Does any one have plans for making a log splitter and single bar cutter that they are willing to share? If I buy them on etsy.com they will cost me about $355 USD (shipping alone is 180 USD) and then I still have to pay 60% duty, so I'd like to see if I could have them built locally.

Thanks.


----------



## WeaversPort (Mar 25, 2017)

dneruck said:


> Hi all,
> 
> Does any one have plans for making a log splitter and single bar cutter that they are willing to share? If I buy them on etsy.com they will cost me about $355 USD (shipping alone is 180 USD) and then I still have to pay 60% duty, so I'd like to see if I could have them built locally.
> 
> Thanks.



If you have someone who is pretty good at taking an idea and replicating it, there is this DIY. It does not have dimensions, but shouldn't be hard to follow if you have someone with the skills. 

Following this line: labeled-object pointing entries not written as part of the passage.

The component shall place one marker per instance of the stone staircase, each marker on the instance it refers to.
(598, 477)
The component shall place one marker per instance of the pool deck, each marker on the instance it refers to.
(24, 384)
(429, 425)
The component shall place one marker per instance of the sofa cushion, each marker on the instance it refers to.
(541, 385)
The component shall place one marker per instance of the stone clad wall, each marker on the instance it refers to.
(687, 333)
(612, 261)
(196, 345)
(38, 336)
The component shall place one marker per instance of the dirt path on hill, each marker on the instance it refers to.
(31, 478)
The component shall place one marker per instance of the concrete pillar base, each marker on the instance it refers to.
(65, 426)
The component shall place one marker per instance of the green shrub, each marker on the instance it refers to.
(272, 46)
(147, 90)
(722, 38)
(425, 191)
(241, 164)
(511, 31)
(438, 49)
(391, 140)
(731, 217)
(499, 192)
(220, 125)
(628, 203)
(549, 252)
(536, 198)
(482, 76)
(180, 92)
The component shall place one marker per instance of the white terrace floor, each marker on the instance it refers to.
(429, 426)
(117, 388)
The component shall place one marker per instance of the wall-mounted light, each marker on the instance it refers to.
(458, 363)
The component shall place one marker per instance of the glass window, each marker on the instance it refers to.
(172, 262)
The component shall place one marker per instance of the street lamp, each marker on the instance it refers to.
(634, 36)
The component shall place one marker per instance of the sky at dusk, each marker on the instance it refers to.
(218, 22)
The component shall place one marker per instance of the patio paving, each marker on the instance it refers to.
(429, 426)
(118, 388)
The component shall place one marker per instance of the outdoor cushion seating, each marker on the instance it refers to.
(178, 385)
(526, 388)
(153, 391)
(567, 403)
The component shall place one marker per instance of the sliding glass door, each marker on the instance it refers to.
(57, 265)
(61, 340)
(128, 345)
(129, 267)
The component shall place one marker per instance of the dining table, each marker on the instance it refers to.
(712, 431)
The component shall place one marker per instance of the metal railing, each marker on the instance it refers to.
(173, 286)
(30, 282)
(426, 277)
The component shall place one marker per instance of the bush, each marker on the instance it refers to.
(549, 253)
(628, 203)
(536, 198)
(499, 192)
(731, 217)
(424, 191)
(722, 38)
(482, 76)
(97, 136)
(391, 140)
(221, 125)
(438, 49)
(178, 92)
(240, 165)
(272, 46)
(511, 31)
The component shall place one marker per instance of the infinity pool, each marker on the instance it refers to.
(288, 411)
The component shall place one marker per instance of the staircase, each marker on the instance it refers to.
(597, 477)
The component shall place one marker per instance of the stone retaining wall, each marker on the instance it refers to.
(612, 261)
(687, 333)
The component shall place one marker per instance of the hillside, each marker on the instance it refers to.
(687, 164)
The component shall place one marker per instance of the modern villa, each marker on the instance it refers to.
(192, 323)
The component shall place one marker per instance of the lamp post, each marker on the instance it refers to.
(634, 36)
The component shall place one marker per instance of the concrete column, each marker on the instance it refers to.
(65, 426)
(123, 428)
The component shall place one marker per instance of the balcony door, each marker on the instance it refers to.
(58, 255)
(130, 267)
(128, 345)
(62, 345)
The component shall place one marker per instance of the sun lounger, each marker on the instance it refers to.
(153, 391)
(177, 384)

http://mnaturalz.blogspot.com/2013/04/my-first-new-multi-soap-bar-cutter-diy.html?m=1

This one is more technical: http://teachsoap.com/2012/03/29/build-your-own-soap-cutter/

As far as the splitter, this looks like it could be pretty straightforward to build. Again, if you show them to a craftsman they'd likely be able to reproduce it. 

https://youtu.be/Up-8XOGnvVo


----------



## shunt2011 (Mar 25, 2017)

I don't have the plan but here are a few photos of the ones my husband made me.


----------



## dneruck (Mar 25, 2017)

Thank you both so much! I have a guy who makes molds for me but he mostly makes furniture so I'm trying to give him as much info for this as I can. Thanks again


----------



## WeaversPort (Mar 26, 2017)

dneruck said:


> Thank you both so much! I have a guy who makes molds for me but he mostly makes furniture so I'm trying to give him as much info for this as I can. Thanks again



If he makes furniture you're probably safe! This requires far less engineering. 

The only thing he really needs to be aware of is no aluminum in pieces that touch soap. I see several people using stainless steel guitar strings for the cutting edge of the wire, and wiping it between slices to help keep a clean edge on the cuts.


----------